Wirtschaft

Liveticker zur Griechenland-Krise +++ 23:10 Varoufakis: Drittes Hilfspaket bereits gescheitert +++

Der zurückgetretene griechische Finanzminister Yanis Varoufakis prophezeit, dass auch das neue Hilfspaket Griechenland nicht retten wird. Dem britischen Sender BBC sagte Varoufakis, das Paket werde in die Geschichte eingehen als "bislang größtes Desaster volkswirtschaftlichen Managements". Der Ex-Minister ist zudem der Meinung, das Rettungspaket sei schon gescheitert – offenbar spielt er damit auf die beiden vorherigen Rettungspakete an, die es nicht geschafft haben, die griechische Wirtschaft anzukurbeln.

+++ 20:54 Gabriel: Grexit-Vorstoß war "nicht vernünftig" +++
Vizekanzler Sigmar Gabriel erneuert seine Kritik an Bundesfinanzminister Wolfgang Schäuble und dessen Vorstoß eines vorübergehenden Ausstiegs Griechenlands aus dem Euro. "Diesen Vorschlag als deutschen Vorschlag einzubringen, war aus meiner Sicht nicht vernünftig", sagt der SPD-Chef dem ZDF. Das hätte man "anders machen müssen." Der CDU-Politiker Schäuble habe gewusst, so Gabriel, "dass wir in der Sozialdemokratie nur für einen einzigen Fall bereit sind, über ein Aussteigen Griechenlands aus der Eurozone zu reden - wenn die Griechen das selbst wollen."

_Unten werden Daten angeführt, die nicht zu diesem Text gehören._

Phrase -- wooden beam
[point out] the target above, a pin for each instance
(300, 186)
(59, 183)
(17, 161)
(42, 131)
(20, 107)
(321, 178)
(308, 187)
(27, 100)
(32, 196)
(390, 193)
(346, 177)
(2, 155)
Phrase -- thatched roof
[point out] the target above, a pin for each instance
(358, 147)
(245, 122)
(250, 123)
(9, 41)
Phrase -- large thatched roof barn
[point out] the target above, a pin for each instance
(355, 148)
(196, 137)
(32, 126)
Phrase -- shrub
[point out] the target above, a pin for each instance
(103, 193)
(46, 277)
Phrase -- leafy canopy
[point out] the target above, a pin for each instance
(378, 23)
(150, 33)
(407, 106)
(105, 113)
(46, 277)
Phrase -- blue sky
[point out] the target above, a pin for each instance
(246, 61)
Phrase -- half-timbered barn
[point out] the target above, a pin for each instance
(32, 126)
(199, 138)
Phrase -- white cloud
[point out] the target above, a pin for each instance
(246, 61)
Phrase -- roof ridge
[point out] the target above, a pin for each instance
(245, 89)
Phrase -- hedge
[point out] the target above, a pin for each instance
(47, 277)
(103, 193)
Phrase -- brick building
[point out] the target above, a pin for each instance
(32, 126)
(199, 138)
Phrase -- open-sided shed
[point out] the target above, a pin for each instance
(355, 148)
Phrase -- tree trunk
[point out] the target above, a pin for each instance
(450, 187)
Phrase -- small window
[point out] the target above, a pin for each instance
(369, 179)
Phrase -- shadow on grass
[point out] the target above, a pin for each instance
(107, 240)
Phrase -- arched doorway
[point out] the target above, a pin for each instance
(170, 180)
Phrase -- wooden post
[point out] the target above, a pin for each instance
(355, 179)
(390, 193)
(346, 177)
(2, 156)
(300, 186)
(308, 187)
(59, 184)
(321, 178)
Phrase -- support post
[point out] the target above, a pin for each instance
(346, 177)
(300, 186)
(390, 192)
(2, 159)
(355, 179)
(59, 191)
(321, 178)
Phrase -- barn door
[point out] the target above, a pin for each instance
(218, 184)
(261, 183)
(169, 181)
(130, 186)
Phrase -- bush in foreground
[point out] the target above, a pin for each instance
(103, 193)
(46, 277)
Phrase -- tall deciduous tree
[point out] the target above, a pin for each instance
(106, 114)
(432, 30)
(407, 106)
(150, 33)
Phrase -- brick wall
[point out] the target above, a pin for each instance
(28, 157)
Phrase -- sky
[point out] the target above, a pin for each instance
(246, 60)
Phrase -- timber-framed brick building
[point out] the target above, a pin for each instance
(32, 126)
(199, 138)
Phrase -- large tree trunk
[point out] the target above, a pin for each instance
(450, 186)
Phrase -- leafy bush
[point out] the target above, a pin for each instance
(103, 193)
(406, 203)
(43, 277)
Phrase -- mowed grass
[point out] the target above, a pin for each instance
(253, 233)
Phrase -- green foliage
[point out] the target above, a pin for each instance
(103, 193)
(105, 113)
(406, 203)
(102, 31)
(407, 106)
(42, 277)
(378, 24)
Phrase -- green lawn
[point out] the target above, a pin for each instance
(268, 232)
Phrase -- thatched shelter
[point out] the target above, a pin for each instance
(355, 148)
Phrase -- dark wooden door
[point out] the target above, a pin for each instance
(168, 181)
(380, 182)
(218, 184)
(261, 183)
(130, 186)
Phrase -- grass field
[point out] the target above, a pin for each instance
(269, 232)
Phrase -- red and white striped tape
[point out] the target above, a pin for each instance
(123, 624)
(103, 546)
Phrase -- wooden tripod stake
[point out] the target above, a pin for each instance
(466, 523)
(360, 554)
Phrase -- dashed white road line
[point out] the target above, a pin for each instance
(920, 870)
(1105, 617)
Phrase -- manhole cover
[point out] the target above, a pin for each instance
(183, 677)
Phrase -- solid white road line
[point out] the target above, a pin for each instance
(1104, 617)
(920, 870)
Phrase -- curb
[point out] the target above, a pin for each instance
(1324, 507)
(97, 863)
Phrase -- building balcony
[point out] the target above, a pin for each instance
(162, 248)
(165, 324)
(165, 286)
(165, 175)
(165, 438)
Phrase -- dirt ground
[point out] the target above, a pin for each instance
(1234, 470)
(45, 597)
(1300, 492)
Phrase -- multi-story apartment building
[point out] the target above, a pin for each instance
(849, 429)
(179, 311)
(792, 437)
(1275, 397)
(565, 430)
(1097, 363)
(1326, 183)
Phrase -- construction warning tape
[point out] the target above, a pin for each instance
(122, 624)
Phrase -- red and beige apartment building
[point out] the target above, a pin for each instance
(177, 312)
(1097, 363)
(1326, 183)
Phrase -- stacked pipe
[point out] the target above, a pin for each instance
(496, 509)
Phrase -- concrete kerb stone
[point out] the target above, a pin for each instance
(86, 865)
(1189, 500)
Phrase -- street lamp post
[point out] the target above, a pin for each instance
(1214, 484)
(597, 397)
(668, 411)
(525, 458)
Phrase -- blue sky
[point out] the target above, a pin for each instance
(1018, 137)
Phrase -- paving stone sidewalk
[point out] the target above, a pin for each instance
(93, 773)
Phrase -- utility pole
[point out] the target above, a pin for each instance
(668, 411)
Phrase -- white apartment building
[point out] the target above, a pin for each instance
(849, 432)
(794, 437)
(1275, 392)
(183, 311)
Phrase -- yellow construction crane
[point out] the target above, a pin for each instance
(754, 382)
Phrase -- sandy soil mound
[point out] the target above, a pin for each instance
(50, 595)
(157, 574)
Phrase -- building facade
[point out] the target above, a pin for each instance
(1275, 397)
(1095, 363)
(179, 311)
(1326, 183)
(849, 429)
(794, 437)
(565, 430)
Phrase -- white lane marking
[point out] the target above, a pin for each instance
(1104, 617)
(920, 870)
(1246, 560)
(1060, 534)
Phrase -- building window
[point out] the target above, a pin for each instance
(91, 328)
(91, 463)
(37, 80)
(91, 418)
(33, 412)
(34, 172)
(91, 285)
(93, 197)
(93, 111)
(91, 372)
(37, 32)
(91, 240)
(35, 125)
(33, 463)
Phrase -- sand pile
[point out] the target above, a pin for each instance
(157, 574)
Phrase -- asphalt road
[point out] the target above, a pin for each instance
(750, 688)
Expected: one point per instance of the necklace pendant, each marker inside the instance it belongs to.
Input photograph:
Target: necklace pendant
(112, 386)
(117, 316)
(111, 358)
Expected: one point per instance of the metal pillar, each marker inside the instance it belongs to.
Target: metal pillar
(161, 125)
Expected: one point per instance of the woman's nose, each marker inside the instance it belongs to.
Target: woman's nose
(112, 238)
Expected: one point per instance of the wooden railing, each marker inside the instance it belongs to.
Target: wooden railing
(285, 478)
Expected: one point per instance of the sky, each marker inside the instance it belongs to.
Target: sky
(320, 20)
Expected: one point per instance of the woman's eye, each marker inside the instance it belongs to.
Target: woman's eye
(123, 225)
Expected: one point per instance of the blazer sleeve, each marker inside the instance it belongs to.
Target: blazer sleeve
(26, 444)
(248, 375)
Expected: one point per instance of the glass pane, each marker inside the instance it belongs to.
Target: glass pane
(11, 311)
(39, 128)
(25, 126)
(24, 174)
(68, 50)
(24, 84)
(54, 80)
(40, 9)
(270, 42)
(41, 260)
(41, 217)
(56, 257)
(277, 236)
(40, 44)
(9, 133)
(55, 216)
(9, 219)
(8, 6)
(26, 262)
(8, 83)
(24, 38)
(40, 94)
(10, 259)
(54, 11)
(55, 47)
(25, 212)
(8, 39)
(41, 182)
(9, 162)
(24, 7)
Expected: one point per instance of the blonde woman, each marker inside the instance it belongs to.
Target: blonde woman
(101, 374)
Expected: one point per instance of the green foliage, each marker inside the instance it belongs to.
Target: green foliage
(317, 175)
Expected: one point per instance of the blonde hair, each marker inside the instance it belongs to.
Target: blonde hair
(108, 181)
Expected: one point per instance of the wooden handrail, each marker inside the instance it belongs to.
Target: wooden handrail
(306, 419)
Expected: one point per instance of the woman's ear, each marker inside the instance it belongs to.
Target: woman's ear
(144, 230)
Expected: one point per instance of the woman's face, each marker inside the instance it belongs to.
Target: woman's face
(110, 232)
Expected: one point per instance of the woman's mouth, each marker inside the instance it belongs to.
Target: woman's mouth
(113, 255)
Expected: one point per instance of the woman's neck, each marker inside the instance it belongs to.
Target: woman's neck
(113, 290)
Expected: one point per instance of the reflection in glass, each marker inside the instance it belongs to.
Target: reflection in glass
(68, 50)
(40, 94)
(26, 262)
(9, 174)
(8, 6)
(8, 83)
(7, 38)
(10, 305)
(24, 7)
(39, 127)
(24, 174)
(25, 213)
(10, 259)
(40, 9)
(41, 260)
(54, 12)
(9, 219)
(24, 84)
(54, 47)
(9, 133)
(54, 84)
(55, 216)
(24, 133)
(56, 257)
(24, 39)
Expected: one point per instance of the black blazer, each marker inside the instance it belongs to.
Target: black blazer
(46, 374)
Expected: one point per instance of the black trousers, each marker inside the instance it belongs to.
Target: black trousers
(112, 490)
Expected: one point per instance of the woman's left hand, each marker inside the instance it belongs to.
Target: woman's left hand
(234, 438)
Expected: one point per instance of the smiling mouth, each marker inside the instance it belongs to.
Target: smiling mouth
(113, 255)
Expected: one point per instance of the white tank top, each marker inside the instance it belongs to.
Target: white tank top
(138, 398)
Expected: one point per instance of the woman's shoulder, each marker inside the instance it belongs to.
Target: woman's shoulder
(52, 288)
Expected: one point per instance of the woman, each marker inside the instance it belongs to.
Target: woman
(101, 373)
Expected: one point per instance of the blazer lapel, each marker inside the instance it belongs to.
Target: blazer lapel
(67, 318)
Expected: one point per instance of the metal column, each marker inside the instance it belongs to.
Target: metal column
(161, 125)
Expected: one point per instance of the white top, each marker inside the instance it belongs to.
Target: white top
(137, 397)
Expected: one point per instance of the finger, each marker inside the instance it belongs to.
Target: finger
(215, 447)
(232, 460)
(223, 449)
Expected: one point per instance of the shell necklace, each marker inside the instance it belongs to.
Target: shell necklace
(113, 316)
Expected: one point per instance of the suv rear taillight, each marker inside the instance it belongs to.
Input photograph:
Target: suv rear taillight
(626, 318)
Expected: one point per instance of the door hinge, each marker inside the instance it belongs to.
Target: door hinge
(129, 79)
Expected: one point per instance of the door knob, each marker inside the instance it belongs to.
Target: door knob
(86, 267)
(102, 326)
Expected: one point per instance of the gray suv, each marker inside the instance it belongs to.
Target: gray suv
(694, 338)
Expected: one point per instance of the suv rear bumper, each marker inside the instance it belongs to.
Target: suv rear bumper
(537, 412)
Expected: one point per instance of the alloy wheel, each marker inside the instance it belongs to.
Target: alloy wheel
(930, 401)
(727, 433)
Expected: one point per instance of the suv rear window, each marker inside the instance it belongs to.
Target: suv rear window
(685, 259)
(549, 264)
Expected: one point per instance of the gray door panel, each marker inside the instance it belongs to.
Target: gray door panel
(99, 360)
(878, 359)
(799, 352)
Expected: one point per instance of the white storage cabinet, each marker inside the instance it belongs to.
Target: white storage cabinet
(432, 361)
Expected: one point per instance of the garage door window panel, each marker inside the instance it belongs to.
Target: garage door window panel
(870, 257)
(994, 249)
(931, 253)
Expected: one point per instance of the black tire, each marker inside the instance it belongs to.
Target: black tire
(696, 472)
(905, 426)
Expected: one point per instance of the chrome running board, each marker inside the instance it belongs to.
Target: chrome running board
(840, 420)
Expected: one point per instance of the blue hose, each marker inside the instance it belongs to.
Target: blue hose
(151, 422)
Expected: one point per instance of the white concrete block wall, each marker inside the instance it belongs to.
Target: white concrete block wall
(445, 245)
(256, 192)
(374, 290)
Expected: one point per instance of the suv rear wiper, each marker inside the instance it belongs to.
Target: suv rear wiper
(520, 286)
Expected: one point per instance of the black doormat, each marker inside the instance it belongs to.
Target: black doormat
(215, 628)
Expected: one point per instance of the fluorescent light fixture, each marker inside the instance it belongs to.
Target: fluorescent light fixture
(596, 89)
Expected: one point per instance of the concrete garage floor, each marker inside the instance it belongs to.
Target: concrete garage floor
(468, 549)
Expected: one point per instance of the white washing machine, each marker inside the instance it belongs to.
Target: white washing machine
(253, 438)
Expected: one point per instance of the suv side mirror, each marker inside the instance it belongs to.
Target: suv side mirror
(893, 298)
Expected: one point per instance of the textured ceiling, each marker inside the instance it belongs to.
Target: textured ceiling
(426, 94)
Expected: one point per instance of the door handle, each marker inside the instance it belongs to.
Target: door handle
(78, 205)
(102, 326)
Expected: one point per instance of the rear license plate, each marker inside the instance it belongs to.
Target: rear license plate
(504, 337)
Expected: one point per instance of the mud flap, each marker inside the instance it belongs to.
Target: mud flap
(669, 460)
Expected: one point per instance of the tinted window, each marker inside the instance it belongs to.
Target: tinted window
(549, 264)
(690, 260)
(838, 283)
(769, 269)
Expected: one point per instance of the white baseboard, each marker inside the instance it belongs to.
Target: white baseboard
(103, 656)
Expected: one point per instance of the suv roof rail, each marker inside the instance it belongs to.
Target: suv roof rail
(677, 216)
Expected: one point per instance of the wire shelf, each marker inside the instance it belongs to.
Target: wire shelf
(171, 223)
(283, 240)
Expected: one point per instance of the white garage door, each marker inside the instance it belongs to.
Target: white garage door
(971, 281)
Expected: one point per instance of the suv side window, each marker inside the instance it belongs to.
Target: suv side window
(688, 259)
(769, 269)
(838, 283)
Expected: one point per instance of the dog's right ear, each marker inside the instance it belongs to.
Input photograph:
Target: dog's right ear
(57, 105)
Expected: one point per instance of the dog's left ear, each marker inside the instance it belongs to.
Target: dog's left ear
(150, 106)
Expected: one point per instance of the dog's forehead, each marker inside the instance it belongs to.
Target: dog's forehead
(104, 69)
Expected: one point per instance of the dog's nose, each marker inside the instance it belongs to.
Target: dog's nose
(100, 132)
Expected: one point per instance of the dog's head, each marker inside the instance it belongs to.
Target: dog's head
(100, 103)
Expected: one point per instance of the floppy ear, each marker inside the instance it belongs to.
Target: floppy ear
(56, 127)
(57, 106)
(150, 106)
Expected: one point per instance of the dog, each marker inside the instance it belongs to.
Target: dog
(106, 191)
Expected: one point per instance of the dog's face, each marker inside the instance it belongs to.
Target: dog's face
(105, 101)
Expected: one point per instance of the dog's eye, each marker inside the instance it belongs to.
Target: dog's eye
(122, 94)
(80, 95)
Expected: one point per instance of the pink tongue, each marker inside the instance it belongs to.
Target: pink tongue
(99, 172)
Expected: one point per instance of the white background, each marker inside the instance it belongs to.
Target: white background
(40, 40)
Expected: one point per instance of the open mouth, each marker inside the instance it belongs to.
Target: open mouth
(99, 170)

+++ 19:08 Agentur: Warren Buffet kauft griechische Insel +++
Der US-Unternehmer Warren Buffett und der italienische Geschäftsmann Alessandro Proto sollen eine griechische Insel gekauft haben. Laut der griechischen Nachrichtenagentur Ana heißt diese Agios Thomas, gehört zu den Diaporischen Inseln und liegt in der Nähe der Insel Ägina - und auch nicht allzu weit weg von Athen. Die Insel ist unbewohnt.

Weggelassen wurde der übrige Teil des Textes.